Despite recent issues with its stock, Facebook remains the juggernaut of social media. With the platform on track to reach a billion users, and a new emphasis on revenue, the company is increasingly focused on how to make social work for business customers.

Currently, the most prolific Facebook feature for business is the brand page. At last count, there were more than 42 million of them, with activity that ranged from 10 likes to millions. As a result, mainstream marketers are increasingly focused on attracting, retaining, and engaging audiences on the platform.
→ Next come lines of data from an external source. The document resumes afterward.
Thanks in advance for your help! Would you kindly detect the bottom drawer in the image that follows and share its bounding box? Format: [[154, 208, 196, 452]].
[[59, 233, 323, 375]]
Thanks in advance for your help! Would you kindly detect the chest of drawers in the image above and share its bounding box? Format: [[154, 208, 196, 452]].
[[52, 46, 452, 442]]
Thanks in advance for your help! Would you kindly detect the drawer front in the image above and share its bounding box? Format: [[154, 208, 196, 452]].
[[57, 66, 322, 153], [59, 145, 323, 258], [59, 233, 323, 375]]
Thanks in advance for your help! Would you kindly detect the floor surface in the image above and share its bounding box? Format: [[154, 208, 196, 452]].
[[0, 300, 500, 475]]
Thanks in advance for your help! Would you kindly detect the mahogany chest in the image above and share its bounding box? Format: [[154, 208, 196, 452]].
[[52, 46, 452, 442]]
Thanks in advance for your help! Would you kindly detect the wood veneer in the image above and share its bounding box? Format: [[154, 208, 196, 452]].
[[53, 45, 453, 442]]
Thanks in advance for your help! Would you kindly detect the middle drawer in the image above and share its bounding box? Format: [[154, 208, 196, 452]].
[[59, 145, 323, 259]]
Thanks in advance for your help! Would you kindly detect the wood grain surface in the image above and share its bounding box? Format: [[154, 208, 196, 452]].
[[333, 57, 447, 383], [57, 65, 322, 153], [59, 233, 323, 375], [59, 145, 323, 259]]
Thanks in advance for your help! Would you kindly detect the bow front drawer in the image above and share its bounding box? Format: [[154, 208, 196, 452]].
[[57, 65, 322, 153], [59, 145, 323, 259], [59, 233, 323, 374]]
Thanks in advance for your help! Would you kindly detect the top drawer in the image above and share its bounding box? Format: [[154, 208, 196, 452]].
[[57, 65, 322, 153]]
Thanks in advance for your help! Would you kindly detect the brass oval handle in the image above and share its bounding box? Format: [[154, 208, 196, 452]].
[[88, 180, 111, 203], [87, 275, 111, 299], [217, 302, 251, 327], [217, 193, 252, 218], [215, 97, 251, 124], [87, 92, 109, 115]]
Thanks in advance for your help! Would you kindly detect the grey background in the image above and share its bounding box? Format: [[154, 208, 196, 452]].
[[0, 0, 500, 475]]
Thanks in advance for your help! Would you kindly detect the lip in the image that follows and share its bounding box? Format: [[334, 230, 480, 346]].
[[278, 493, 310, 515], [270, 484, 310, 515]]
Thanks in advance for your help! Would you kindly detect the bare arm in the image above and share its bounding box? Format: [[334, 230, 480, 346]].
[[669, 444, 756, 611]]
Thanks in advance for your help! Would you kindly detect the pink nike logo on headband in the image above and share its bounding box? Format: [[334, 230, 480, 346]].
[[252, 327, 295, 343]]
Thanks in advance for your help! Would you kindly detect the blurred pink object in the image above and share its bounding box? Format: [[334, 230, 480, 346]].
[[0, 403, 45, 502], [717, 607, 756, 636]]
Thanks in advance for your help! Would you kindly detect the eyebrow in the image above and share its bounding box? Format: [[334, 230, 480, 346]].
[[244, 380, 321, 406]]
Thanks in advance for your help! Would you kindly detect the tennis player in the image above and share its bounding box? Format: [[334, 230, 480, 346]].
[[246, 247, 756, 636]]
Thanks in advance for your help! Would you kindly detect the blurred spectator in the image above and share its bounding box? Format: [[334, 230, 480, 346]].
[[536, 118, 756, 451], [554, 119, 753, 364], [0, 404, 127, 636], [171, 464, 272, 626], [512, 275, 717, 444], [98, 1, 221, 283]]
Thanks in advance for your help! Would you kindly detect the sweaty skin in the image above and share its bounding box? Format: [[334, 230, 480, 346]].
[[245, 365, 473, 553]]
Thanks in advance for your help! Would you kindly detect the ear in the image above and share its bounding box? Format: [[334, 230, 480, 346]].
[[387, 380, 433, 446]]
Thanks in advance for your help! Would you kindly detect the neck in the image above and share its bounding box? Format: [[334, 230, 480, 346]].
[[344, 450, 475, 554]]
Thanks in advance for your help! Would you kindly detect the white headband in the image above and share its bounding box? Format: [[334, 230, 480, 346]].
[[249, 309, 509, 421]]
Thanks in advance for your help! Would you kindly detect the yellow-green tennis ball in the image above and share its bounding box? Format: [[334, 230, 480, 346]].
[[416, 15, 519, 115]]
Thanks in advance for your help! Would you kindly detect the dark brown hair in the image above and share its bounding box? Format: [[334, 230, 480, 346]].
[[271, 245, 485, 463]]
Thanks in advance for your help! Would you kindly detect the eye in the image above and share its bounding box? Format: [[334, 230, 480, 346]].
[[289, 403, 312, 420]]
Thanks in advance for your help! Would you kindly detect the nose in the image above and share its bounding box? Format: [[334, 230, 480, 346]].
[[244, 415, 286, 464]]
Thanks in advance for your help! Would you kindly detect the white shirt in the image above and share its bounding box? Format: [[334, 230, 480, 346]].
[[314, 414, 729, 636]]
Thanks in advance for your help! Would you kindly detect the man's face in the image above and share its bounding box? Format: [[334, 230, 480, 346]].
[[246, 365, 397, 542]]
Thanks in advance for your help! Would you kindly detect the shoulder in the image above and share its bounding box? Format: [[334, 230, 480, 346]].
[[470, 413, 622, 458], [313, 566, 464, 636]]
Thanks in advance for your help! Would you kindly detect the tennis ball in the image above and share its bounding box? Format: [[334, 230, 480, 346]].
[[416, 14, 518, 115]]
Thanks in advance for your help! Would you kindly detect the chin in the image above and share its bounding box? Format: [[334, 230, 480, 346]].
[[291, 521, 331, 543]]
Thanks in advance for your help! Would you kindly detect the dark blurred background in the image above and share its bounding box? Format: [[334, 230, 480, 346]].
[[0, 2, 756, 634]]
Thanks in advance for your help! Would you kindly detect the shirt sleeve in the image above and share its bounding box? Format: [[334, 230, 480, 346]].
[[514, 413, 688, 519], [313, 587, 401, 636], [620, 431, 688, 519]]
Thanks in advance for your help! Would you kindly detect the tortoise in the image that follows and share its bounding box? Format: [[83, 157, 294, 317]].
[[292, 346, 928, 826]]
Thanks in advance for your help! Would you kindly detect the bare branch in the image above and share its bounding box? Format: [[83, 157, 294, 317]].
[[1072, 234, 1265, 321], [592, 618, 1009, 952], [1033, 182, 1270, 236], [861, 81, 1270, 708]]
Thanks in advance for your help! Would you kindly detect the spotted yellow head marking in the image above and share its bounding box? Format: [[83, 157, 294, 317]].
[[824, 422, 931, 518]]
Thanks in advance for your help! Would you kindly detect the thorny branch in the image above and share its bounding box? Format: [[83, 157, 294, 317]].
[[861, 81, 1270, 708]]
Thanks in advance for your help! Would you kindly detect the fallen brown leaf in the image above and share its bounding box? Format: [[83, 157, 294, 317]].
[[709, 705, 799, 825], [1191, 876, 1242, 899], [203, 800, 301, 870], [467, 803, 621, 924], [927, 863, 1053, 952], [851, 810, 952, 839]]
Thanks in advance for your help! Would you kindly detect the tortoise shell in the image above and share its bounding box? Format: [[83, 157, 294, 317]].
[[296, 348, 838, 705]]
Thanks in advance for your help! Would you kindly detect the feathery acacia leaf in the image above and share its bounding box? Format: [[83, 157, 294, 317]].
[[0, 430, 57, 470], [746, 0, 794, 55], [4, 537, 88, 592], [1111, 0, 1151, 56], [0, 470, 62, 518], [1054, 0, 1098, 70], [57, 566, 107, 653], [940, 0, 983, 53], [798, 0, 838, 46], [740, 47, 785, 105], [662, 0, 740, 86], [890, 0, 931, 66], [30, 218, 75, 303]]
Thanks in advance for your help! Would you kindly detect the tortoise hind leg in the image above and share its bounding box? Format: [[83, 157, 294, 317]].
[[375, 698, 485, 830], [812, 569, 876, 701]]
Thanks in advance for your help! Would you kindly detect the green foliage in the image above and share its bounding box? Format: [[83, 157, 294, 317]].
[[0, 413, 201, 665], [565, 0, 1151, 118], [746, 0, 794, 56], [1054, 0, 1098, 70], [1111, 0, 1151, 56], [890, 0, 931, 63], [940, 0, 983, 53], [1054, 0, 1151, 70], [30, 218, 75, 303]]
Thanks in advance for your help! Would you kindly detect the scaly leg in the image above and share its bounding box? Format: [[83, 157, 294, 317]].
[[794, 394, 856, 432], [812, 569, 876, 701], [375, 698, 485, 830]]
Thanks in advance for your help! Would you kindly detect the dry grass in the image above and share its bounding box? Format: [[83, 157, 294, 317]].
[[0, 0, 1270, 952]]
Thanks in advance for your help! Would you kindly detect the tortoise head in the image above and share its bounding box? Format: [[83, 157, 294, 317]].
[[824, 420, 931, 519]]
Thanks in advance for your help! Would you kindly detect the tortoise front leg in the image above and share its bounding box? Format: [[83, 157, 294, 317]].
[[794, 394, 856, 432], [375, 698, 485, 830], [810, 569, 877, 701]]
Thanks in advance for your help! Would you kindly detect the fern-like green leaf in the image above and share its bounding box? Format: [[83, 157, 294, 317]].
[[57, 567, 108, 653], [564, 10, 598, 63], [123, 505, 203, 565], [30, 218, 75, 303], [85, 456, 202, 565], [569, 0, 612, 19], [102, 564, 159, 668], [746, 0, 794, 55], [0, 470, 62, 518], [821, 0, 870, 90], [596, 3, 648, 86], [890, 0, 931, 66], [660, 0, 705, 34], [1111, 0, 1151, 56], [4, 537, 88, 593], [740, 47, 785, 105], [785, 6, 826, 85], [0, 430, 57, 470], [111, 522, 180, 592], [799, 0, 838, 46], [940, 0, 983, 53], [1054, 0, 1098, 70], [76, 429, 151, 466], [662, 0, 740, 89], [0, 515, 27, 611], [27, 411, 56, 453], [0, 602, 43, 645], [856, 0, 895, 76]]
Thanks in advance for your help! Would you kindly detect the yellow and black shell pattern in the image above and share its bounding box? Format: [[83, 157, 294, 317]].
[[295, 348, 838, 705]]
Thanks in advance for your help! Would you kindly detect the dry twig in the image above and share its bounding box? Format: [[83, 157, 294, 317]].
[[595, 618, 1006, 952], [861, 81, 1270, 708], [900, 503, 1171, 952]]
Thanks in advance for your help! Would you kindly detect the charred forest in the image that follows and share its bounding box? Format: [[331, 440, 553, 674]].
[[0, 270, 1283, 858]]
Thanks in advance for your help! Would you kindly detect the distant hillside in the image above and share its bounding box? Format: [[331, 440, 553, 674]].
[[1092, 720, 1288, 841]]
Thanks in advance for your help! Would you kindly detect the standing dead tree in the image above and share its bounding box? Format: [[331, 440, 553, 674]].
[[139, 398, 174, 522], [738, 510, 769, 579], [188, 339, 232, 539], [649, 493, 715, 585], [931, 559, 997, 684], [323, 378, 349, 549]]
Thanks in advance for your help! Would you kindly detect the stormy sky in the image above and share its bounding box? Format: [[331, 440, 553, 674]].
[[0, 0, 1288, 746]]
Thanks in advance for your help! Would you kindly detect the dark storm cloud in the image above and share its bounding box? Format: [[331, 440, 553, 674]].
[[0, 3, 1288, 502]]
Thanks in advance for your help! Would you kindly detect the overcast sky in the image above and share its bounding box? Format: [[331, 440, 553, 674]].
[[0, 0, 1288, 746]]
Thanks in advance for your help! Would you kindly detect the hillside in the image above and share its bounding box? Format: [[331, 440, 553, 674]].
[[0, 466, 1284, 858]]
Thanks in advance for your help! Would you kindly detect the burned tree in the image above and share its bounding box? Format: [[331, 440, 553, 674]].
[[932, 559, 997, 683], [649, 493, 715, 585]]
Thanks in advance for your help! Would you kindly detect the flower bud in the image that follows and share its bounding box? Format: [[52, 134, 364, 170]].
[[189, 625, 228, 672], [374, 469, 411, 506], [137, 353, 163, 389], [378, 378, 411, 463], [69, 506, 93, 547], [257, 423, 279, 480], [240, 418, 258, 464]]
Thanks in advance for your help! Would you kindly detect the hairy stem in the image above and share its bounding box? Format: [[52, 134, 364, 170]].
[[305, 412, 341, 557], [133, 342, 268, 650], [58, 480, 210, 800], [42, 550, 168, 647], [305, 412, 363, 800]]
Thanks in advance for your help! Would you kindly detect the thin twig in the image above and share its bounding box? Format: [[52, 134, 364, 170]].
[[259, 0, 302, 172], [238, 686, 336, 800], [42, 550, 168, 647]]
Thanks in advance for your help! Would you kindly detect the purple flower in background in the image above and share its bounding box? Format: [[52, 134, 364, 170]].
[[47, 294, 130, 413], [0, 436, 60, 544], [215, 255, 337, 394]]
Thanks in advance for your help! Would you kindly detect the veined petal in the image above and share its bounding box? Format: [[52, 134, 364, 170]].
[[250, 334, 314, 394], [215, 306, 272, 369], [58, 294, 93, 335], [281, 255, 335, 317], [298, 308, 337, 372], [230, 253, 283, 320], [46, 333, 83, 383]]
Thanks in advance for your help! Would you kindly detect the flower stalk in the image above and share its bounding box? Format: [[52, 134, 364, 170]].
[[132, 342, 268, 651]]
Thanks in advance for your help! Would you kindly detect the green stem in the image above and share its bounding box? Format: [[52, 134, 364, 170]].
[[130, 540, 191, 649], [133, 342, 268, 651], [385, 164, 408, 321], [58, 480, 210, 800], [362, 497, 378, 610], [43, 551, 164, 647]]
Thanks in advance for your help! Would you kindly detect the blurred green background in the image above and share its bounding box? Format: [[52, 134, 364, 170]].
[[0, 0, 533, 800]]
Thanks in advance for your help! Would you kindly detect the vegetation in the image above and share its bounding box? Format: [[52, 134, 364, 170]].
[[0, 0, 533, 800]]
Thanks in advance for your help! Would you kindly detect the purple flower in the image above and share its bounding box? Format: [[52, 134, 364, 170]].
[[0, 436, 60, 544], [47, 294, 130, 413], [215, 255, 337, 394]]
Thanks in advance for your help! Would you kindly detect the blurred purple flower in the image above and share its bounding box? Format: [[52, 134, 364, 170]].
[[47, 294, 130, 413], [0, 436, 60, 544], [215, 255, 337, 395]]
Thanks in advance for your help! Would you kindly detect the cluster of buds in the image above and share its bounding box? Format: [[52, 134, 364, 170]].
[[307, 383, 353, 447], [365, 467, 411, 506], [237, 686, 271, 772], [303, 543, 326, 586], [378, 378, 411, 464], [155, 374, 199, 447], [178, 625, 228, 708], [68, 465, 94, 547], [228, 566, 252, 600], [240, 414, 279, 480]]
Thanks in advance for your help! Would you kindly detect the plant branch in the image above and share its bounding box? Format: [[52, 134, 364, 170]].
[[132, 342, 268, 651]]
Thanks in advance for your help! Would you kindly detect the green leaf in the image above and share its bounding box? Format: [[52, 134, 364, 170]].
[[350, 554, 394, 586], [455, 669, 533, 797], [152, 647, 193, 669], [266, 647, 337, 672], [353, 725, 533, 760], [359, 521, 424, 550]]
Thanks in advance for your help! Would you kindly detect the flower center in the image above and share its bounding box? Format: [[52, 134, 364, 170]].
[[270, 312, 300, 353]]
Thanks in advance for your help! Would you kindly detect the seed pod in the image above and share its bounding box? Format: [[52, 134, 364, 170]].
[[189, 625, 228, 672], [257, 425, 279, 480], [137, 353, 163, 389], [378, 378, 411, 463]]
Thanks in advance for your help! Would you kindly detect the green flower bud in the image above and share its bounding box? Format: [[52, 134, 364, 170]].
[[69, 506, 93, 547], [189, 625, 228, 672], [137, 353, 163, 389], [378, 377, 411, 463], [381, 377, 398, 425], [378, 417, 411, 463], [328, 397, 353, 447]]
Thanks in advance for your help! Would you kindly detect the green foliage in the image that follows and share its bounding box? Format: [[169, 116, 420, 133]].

As marketing on Facebook pages grows, so does the interest in using gamification — or the process of leveraging game thinking and mechanics to engage audiences — to drive results. There are actually a number of core patterns and approaches used by the best practitioners. Here are the top six for Facebook marketing, and how to use them.

1. Know Your Funnel

Consider your users’ engagement over time through the shape of a funnel. At the top, there’s the simplest social action they can take — usually liking your page. At the bottom are complex actions like buy, subscribe or refer others. Your goal is to get as many people into the top of the funnel, and as many through it as possible. In order to do this, you need to start by identifying the major waypoints in the process (e.g. read, like, share, link, invite, buy, subscribe) and then track the metrics as users move through. These progress metrics should be shared by everyone on your team, and form an essential part of your dashboard. You can see an example on Fanzy.com, a Facebook gamification provider.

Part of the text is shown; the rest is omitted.